Yersinella raymondii is rather small species, the adults grow up to about 12–16 mm long, while females reach a maximum of 25–26 mm, including the relatively conspicuous, slightly and evenly bent upwards ovipositor (about 8–11 mm).

The basic coloration of the body usually varies from gray to chestnut to reddish brown. The females are often brighter and less contrasted than the males. On the sides of the body runs a broad, longitudinal, dark gray or dark brown band, while the top of the body is light gray-colored or light brown, with two longitudinal brown lines. The compound eyes are dark brown. Antennae are longer than the body. The pronotum is flattened and extended to the rear and at the lower edge of its lateral margins there are whitish or yellowish bands. In the females the wings are reduced, protruding only just below the pronotum, where as in the male they are larger, but protrude beyond the neck shield at most by half its length. The abdomen is long and thick. The legs are brown, have darker areas on their knees and short thin spines on the lower parts of all pairs. The cerci of the males are slightly flattened and have no inner tooth.

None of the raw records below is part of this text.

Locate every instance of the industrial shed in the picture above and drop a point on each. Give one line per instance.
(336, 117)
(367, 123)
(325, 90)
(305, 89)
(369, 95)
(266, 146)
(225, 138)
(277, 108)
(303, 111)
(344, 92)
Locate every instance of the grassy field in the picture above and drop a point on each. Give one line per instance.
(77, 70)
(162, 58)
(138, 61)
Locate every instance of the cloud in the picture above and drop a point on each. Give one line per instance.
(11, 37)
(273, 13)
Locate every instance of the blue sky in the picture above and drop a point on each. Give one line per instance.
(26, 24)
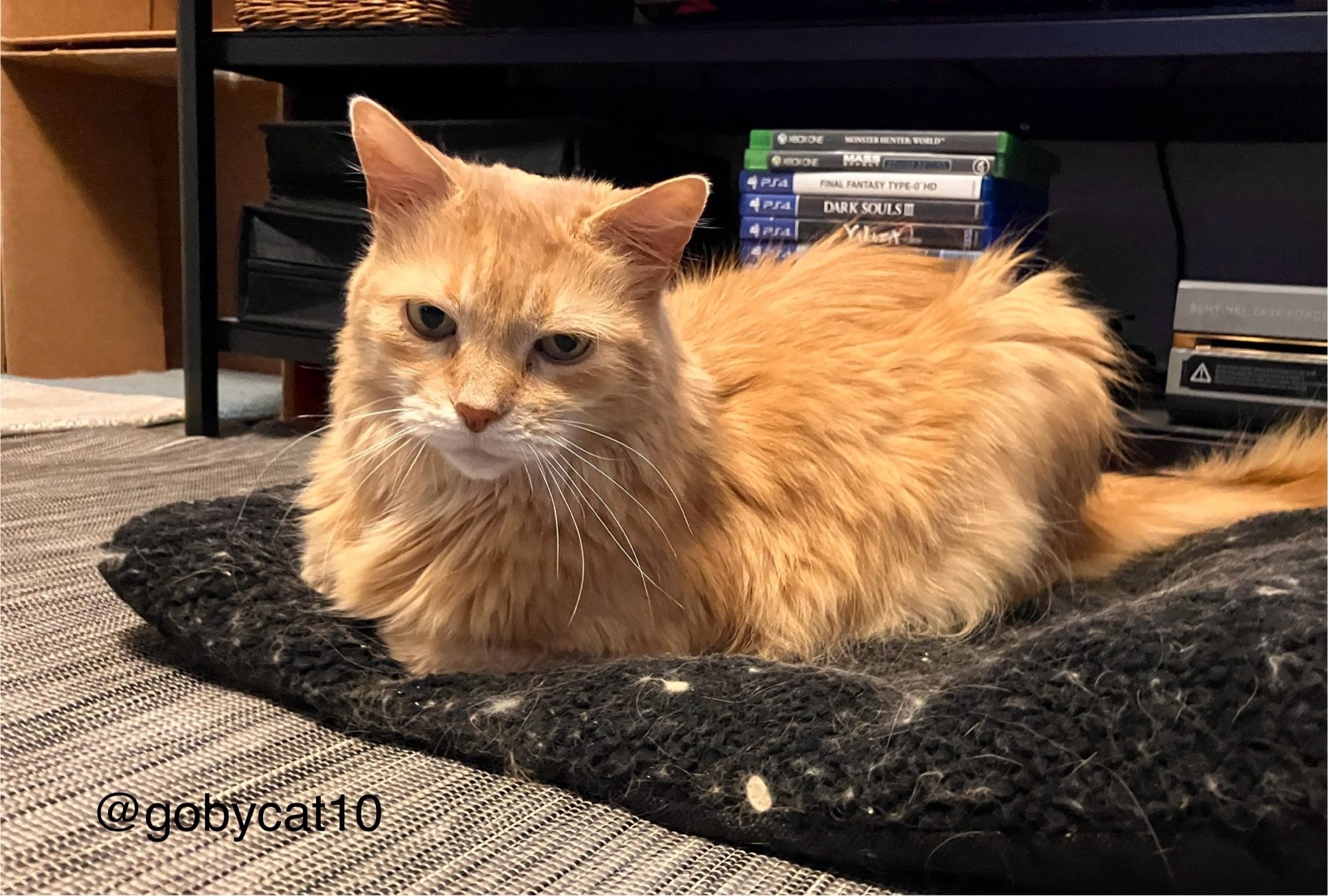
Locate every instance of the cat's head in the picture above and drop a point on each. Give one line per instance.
(499, 311)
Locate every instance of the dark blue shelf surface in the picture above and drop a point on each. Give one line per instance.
(1043, 38)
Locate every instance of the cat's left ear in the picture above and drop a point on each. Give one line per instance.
(655, 224)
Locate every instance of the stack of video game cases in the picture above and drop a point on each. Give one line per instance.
(946, 193)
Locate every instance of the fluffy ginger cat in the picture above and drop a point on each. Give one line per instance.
(546, 448)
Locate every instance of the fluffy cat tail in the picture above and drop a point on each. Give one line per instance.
(1128, 516)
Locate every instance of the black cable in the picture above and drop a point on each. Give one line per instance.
(1168, 187)
(1175, 210)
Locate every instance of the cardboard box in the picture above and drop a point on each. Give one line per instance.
(90, 212)
(55, 22)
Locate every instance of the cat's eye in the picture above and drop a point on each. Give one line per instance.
(564, 348)
(431, 322)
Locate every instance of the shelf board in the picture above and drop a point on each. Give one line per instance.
(290, 344)
(1108, 37)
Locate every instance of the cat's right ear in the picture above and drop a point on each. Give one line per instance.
(400, 171)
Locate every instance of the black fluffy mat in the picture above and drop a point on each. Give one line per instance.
(1161, 732)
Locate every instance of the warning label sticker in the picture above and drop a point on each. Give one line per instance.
(1277, 379)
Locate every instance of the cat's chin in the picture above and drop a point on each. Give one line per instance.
(476, 464)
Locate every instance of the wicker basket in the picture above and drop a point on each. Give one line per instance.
(350, 14)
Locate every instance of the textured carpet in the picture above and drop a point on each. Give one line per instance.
(94, 703)
(1164, 731)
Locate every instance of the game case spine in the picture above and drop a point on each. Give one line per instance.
(1011, 167)
(877, 233)
(861, 184)
(867, 209)
(985, 143)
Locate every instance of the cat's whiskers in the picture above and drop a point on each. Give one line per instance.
(576, 448)
(630, 550)
(663, 479)
(398, 432)
(258, 480)
(541, 459)
(410, 469)
(558, 548)
(402, 439)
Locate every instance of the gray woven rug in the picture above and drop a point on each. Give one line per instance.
(94, 706)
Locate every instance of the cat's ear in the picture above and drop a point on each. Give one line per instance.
(654, 225)
(400, 171)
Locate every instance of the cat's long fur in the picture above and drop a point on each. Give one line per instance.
(852, 443)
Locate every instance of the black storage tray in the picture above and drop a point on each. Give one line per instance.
(295, 261)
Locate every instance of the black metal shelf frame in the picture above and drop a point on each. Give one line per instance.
(284, 55)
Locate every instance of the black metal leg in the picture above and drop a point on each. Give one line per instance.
(199, 214)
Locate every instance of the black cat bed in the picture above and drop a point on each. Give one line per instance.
(1164, 731)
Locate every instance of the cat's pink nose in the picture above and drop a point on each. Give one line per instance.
(477, 419)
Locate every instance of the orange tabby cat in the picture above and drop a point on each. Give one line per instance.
(544, 448)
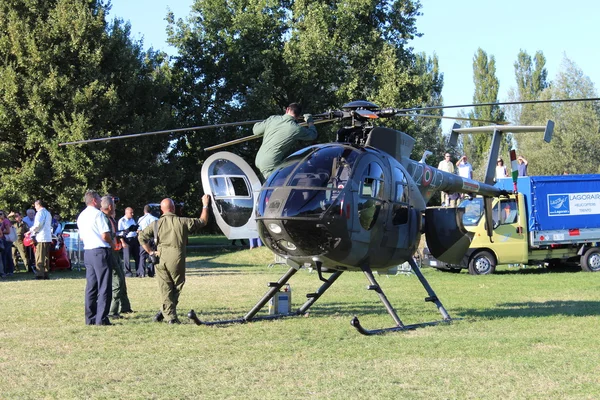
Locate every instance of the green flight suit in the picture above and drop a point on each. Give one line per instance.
(280, 133)
(18, 247)
(120, 299)
(173, 232)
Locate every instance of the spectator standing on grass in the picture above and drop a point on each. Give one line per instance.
(120, 300)
(465, 170)
(42, 229)
(131, 245)
(6, 227)
(172, 233)
(29, 220)
(522, 166)
(143, 223)
(95, 234)
(446, 165)
(18, 247)
(501, 169)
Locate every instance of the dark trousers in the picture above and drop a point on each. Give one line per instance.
(146, 266)
(7, 260)
(98, 288)
(132, 250)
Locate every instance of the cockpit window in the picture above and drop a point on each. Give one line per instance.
(327, 167)
(371, 193)
(317, 179)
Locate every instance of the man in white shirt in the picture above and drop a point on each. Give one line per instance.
(131, 245)
(465, 169)
(42, 230)
(446, 165)
(143, 222)
(95, 234)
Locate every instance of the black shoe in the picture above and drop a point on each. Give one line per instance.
(158, 317)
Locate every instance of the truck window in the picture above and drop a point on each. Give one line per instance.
(508, 212)
(473, 211)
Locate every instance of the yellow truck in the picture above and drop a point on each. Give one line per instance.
(551, 221)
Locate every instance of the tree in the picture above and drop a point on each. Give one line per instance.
(65, 75)
(486, 91)
(573, 148)
(531, 77)
(247, 59)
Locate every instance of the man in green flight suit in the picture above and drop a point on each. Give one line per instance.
(120, 300)
(280, 133)
(172, 235)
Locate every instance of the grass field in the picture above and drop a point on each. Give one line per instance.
(522, 334)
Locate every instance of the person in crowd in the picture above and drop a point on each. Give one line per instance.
(465, 169)
(255, 242)
(280, 134)
(6, 227)
(56, 225)
(522, 166)
(18, 247)
(29, 217)
(29, 220)
(120, 300)
(131, 245)
(95, 234)
(501, 171)
(446, 165)
(42, 230)
(172, 234)
(143, 223)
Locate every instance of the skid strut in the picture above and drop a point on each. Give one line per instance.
(274, 287)
(432, 297)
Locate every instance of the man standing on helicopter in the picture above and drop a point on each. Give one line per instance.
(280, 133)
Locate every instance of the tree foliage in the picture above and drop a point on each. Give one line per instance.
(574, 146)
(66, 74)
(247, 59)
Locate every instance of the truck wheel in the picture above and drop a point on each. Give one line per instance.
(482, 263)
(590, 261)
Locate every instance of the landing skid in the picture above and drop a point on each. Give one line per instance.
(432, 297)
(274, 287)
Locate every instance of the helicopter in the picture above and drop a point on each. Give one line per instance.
(358, 204)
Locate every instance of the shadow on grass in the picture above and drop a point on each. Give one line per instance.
(54, 275)
(570, 308)
(538, 271)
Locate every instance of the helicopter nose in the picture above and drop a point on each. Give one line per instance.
(296, 237)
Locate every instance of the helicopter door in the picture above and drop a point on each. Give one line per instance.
(234, 188)
(371, 185)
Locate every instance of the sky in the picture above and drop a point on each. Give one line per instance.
(453, 30)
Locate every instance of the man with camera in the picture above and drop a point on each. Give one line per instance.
(171, 234)
(129, 240)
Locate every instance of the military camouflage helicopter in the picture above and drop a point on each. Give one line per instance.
(357, 204)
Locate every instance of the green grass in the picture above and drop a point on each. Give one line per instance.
(523, 334)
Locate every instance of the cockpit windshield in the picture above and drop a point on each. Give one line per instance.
(317, 180)
(473, 211)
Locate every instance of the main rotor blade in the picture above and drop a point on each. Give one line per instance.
(456, 118)
(252, 137)
(195, 128)
(505, 103)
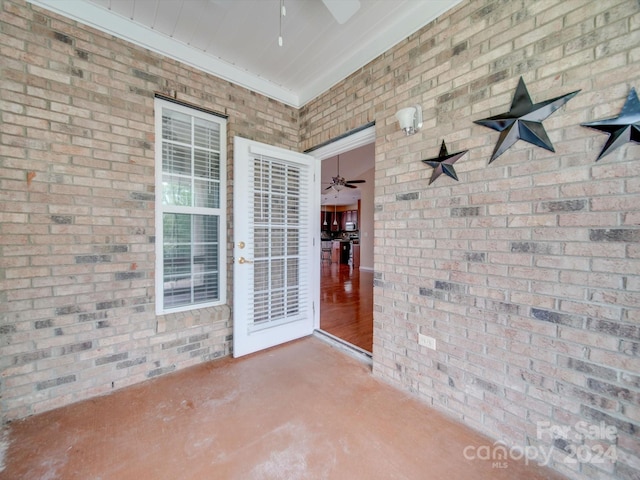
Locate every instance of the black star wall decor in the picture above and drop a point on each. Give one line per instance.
(621, 129)
(524, 120)
(443, 163)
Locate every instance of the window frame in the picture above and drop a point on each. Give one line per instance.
(160, 105)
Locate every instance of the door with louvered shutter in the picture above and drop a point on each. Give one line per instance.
(274, 229)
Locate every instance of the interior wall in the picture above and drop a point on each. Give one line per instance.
(525, 271)
(77, 315)
(367, 202)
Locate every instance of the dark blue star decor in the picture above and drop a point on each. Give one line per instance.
(443, 163)
(524, 120)
(621, 129)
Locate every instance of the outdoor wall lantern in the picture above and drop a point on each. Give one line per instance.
(410, 119)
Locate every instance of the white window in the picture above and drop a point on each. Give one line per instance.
(190, 208)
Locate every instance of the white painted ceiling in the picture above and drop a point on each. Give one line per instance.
(238, 39)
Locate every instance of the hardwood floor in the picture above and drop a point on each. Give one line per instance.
(346, 304)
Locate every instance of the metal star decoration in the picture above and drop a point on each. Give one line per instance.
(621, 129)
(443, 163)
(524, 120)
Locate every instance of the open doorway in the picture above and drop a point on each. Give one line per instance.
(346, 226)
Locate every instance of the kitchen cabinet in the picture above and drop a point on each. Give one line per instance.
(335, 251)
(349, 216)
(356, 254)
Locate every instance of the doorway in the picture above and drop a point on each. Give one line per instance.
(346, 225)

Because of their small size and the barely visible wings often Yersinella raymondii is wrongly confused with a nymph of other grasshoppers, as well with Rhacocleis germanica, but it can be easily distinguished by the mentioned flat ends of the cerci typical of males and by the clear stripe on its back, contrasting with the sides of the body.

==Biology==
Adults can be encountered from July through November. These crickets mainly feed on small invertebrates and on vegetable foods. Their nymphs are easily found in the litter. This species is a good index of the state of the forests, being quite sensitive to the environmental modifications.